Lesson 4: Conditional Probability

TB sections 2.2

Author

Meike Niederhausen and Nicky Wakim

Published

October 9, 2024

Learning Objectives

  1. Recognize joint, marginal, and conditional probabilities in contingency and probability tables

  2. Mathematically define probability properties that relate to conditional probability (general multiplication rule, independence and conditional probability, and Bayes’ theorem)

  3. Apply probability properties to solve a world problem on positive predictive value (PPV)

Where are we?

Learning Objectives

  1. Recognize joint, marginal, and conditional probabilities in contingency and probability tables
  1. Mathematically define probability properties that relate to conditional probability (general multiplication rule, independence and conditional probability, and Bayes’ theorem)

  2. Apply probability properties to solve a world problem on positive predictive value (PPV)

Example: hypertension prevalence (1/2)

  • US CDC estimated that between 2011 and 20141, 29% of the population in America had hypertension

 

  • A health care practitioner seeing a new patient would expect a 29% chance that the patient might have hypertension
    • However, this is only the case if nothing else is known about the patient

Example: hypertension prevalence (2/2)

  • Prevalence of hypertension varies significantly with age
    • Among adults aged 18-39, 7.3% have hypertension
    • Adults aged 40-59, 32.2%
    • Adults aged 60 or older, 64.9% have hypertension

 

  • Knowing the age of a patient provides important information about the likelihood of hypertension

    • Age and hypertension status are not independent (we will get into this)
  • While the probability of hypertension of a randomly chosen adult is 0.29…

    • The conditional probability of hypertension in a person known to be 60 or older is 0.649

 

How can we assemble the full picture of hypertension and age with probabilities?

Contingency tables

  • We can start looking at the contingency table for hypertension for different age groups
    • Contingency table: type of data table that displays the frequency distribution of two or more categorical variables
Table: Contingency table showing hypertension status and age group, in thousands.
Age Group Hypertension No Hypertension Total
18-39 years 8836 112206 121042
40 to 59 years 42109 88663 130772
Greater than 60 years 39917 21589 61506
Total 90862 222458 313320

Types of probabilities from contingency tables

Table: Contingency table showing hypertension status and age group, in thousands.
Age Group Hypertension No Hypertension Total
18-39 years 8836 112206 121042
40 to 59 years 42109 88663 130772
Greater than 60 years 39917 21589 61506
Total 90862 222458 313320
  • Joint probability

    • In first row, shows that in the entire population of 313,320,000, approximately 8,836,000 people were aged 18-39 years and had hypertension (~2.8%)
  • Marginal probability

    • We can say that in the entire population of 313,320,000, approximately 121,042,000 people are 18-39 years (~38.6%)
  • Conditional probability

    • But we can also say the first row shows that of 121,042,000 people who are 18-39 years, 8,836,000 people had hypertension (~7.3%)
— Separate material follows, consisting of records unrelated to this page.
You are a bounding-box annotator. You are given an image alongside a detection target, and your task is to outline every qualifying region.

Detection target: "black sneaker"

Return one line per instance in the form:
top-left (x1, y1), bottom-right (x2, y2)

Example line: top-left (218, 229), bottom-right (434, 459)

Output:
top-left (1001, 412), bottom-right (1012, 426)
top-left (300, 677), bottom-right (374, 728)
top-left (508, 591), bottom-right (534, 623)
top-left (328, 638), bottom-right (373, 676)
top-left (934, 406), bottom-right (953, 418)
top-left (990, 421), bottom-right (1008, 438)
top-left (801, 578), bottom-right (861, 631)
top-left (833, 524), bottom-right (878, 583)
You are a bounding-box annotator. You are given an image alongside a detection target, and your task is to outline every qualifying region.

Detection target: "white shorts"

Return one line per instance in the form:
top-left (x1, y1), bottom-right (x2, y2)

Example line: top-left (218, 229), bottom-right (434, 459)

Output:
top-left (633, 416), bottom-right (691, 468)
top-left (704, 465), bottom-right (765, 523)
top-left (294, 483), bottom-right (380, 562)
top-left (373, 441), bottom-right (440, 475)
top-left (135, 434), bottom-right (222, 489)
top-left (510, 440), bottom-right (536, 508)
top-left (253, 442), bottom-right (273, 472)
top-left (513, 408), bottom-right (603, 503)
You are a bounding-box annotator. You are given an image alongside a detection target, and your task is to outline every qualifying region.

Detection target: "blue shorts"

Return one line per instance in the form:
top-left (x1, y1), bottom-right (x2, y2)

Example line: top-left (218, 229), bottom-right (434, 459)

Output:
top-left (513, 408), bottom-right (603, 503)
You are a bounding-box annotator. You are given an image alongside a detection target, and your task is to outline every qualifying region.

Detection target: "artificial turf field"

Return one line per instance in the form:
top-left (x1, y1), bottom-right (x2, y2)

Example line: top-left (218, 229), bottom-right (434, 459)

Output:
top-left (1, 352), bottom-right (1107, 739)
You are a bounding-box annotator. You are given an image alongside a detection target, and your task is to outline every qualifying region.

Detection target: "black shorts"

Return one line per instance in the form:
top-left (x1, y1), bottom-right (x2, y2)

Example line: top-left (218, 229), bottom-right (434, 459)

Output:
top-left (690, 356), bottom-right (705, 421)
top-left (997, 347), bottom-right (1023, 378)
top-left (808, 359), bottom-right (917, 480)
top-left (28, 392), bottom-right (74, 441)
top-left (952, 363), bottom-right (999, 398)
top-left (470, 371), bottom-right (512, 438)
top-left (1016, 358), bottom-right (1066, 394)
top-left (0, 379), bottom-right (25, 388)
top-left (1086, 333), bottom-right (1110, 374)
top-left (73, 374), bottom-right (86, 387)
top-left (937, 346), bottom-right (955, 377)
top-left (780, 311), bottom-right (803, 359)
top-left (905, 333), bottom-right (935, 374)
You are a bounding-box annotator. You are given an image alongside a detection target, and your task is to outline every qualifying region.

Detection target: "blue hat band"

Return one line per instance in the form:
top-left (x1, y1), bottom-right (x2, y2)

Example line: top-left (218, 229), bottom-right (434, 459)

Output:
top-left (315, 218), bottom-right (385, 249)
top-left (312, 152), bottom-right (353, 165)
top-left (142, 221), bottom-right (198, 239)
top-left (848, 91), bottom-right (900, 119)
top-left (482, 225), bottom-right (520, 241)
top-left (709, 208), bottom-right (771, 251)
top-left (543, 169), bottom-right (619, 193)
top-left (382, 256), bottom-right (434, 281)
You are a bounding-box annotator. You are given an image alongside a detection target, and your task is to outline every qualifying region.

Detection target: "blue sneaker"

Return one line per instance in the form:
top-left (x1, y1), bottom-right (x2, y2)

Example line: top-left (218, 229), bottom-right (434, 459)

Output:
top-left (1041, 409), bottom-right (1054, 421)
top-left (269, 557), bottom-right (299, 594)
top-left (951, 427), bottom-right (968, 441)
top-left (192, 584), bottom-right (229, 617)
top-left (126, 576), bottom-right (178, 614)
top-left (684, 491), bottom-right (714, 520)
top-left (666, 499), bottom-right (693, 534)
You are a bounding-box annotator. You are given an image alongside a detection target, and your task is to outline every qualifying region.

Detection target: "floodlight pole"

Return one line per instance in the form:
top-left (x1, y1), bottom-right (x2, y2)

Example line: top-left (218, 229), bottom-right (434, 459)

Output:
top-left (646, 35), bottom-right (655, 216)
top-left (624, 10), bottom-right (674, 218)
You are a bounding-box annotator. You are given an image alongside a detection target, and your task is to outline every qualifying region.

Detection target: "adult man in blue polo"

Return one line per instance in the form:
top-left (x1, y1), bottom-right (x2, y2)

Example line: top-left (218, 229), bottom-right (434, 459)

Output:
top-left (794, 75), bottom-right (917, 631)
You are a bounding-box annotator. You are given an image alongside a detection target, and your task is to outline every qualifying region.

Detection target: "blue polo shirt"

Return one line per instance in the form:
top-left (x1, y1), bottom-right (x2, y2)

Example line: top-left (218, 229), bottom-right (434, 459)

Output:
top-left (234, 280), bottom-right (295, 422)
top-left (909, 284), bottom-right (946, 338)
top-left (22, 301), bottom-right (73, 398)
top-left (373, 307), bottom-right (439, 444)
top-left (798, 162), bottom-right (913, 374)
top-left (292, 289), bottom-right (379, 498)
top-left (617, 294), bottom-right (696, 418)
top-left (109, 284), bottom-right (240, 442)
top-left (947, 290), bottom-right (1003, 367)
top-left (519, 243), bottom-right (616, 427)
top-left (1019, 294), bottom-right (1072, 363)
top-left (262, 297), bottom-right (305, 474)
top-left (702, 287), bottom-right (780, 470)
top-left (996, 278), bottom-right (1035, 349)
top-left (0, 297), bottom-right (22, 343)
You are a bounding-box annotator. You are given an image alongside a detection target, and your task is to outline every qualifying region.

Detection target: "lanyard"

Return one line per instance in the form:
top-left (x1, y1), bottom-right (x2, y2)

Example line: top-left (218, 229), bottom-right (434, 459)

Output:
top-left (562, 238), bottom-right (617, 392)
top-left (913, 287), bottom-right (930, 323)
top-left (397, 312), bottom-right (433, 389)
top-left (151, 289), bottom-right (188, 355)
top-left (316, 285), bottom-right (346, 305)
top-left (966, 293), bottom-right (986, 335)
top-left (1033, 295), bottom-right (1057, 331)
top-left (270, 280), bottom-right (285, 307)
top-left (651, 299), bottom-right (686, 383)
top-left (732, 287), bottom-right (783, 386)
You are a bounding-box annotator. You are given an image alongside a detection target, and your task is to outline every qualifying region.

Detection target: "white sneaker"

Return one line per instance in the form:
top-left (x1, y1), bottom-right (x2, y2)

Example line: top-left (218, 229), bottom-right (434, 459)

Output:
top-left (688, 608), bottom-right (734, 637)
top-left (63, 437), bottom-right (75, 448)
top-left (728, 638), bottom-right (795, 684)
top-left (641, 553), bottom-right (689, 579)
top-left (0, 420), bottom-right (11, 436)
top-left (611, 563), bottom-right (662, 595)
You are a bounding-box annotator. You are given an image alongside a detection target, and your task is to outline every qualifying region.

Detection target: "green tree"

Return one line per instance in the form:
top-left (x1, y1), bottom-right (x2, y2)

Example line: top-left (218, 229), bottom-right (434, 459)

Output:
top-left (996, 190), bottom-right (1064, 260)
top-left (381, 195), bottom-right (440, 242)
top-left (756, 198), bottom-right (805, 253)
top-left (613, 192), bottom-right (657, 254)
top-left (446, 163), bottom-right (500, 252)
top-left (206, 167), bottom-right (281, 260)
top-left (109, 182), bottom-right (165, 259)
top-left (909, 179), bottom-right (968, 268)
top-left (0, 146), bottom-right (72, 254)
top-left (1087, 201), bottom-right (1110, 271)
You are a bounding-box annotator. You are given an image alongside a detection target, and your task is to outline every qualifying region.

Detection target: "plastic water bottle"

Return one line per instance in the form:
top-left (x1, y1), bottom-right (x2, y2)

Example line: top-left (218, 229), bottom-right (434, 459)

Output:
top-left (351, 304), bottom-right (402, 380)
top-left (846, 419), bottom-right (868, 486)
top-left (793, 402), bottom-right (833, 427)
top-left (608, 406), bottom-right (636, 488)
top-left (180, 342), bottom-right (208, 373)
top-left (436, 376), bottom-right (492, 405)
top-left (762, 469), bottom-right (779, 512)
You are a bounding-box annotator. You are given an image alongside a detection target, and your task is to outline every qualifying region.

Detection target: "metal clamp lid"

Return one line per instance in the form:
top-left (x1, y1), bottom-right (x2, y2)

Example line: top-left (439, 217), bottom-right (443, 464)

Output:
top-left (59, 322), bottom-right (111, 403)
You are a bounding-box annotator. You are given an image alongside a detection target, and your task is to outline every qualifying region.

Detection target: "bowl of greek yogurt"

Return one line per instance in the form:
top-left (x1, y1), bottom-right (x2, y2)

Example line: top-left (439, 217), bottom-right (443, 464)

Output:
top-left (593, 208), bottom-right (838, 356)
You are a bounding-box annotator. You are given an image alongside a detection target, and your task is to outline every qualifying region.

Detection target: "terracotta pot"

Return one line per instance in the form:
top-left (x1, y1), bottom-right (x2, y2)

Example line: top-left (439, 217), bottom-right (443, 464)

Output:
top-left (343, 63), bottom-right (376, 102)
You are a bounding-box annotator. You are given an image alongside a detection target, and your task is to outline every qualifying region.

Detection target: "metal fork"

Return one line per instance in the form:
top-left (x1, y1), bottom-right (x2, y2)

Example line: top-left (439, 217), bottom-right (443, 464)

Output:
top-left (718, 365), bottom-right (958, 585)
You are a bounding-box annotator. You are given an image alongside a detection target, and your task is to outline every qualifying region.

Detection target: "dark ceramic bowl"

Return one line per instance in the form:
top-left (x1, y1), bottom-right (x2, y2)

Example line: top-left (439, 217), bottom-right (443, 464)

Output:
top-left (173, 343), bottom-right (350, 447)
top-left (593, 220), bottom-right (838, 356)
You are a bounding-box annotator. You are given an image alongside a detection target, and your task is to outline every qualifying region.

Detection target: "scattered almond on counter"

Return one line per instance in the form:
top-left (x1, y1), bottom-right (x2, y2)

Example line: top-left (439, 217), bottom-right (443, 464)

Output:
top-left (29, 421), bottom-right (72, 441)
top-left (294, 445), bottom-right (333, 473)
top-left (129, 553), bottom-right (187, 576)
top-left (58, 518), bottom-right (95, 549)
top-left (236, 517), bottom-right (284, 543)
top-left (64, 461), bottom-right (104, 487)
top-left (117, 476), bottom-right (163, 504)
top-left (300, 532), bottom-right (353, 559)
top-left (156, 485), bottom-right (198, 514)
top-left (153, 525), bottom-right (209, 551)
Poll Everywhere Question 1

Probability tables

We typically display joint and marginal probabilities in probability table

 

Table: Probability table summarizing hypertension status and age group.
Age Group Hypertension No Hypertension Total
18-39 years 0.0282 0.3581 0.3863
40 to 59 years 0.1344 0.2830 0.4174
Greater than 60 years 0.1274 0.0689 0.1963
Total 0.2900 0.7100 1.0000
  • Joint probability: intersection of row and column

  • Marginal probability: row or column total

Let’s go back to conditional probability

  • So far we have intuitively thought of conditional probability and used the contingency table:
    • The first row shows that of 121,042,000 people who are 18-39 years, 8,836,000 people had hypertension (~7.3%)
  • We got this from: \[P(\text{hypertension} | \text{18-39 years old}) = \dfrac{8,836,000}{121,042,000} = 0.073\]
    • \(\text{hypertension} | \text{18-39 years old}\)” reads as “hypertension given 18-39 years old”

 

Can we calculate the conditional probability from the probability table?

Learning Objectives

  1. Recognize joint, marginal, and conditional probabilities in contingency and probability tables
  1. Mathematically define probability properties that relate to conditional probability (general multiplication rule, independence and conditional probability, and Bayes’ theorem)
  1. Apply probability properties to solve a world problem on positive predictive value (PPV)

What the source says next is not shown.